Reaching the state’s nitrate-reduction goal would take enormous changes in cropping practices, and even how much corn the state can produce, according to Iowa State University agronomists. Under one scenario, farmers would have to plant cover crops on 25 percent of the corn and soybean acreage and convert a fourth of the state’s cropland to extended, four- to five-year rotations. At least two of those years the land would have to be turned over to alfalfa rather than corn or soybeans. And even the cover crops – which can be difficult to establish in more northern counties – along with rotations wouldn’t be enough. Farmers would still have to reduce their nitrogen usage and also install wetlands and drainage projects to capture some of the nitrates before they reach the streams and rivers.

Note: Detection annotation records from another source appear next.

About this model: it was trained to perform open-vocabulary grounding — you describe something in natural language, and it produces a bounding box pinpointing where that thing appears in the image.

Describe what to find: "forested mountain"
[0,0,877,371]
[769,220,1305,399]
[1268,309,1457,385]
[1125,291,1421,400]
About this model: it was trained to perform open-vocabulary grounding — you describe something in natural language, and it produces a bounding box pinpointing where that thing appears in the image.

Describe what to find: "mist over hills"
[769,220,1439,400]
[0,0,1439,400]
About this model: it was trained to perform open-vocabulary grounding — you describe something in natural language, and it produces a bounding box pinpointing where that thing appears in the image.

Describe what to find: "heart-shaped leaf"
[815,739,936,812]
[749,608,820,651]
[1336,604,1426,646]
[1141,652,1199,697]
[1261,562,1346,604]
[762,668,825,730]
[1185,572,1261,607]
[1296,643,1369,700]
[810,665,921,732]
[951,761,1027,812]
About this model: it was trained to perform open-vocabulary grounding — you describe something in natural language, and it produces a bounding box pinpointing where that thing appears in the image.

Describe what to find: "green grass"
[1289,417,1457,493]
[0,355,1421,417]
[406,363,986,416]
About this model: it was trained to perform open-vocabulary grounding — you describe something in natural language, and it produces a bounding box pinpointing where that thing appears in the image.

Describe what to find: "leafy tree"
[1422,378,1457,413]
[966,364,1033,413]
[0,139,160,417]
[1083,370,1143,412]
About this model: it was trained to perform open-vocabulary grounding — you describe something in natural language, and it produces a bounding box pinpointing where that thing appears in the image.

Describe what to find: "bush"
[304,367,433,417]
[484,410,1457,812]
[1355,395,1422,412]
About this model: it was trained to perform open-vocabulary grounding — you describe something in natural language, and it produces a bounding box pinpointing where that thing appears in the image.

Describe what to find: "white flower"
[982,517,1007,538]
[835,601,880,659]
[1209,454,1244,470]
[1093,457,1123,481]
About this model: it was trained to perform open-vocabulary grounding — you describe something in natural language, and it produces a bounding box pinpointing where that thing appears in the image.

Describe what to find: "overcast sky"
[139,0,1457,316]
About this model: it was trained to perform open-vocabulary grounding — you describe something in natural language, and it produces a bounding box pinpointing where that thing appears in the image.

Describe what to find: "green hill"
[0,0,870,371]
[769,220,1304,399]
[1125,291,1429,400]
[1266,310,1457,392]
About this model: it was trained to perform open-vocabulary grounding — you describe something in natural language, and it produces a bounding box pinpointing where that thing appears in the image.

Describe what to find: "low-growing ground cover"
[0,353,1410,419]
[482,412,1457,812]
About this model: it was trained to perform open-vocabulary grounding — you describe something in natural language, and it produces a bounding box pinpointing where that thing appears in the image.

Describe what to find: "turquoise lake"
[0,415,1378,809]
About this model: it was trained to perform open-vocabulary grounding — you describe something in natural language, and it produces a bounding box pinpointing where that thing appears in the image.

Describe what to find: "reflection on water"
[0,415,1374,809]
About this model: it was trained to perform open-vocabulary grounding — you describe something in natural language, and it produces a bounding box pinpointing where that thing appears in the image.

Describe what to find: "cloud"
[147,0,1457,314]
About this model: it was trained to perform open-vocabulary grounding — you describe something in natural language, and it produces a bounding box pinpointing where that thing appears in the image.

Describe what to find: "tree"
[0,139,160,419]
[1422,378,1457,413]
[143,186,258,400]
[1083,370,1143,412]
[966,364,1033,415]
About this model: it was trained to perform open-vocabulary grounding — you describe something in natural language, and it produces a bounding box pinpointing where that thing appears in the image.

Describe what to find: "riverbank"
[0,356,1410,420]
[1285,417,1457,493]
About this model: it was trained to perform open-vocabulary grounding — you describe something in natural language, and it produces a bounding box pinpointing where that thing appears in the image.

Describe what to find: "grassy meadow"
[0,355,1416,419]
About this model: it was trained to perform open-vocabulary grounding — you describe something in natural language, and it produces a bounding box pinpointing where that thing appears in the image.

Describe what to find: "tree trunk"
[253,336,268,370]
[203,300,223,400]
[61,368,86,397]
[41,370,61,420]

Mike Castellano, one of the agronomists, says the high nitrate levels Stowe is complaining about this year likely reflect the wide variability in nitrate loads due to changes in weather patterns. Most nitrate is lost from corn and soybean fields before they are planted and start to grow. If the soil is warm, wet and uncovered, microbes naturally produce nitrates from the soil. More precipitation washes more nitrates from the ground. “Weather modulates the concentration and the load that is delivered to the waterways, because it (water) is the transportation mechanism,” he said.
(Weather variations also are one of the reasons critics of the lawsuit say that tile drains would be difficult to regulate.)
Iowa Agriculture Secretary Bill Northey is the first to admit that the strategy’s goals will be extraordinarily hard to achieve. Although he and others, with the help of state and federal funding, are pushing farmers to adopt cover crops, they’re still only being planted on 2 to 3 percent of the state’s cropland, or about 400,000 to 700,000 acres, he estimates.
Some of the new drainage options, called bioreactors and saturated buffers, could help, too, but they’re expensive even with federal subsidies. Bioreactors are essentially drains filled with wood chips to filter the underground flow coming through the tile lines. Each project can cost $8,000 to $10,000. Saturated buffers work by diverting the end of the tile lines through the end of the field rather than leaving the water to run straight into a stream or ditch.
How worried is Northey about the lawsuit? “It’s like saying I’m nervous about a tornado,” he said. “It’s unlikely to happen but at some place it’s going to happen, so you’ve got to think about it.”
One option for the state is to simply pay for Des Moines Water Works to replace its outdated denitrification system. That would cost $100 million or more, but that’s a fraction of the value of Iowa’s corn crop, which was worth about $9 billion last year even after a drop in market price.
“In many ways it’s more efficient for Des Moines Water Works to treat the tiny amount of the water that they pull out of the river than for farmers to treat all of the water going down the river, most of which doesn’t get pulled out,” said Northey.
Stowe doesn’t rule out settling the lawsuit, but that would create a precedent the state might not want to set.
And said Northey, “Why stop at nitrates? Why not look at everyone else they have to fix water for?”
In any event, the case isn’t likely to be decided for years. The lawsuit doesn’t even go to trial until August 2016. Regardless of the lawsuit’s outcome, Northey believes Iowa farmers realize they have to address the runoff issue. “Farmers say we’ve got to figure out what to do here. It’s just the right thing.”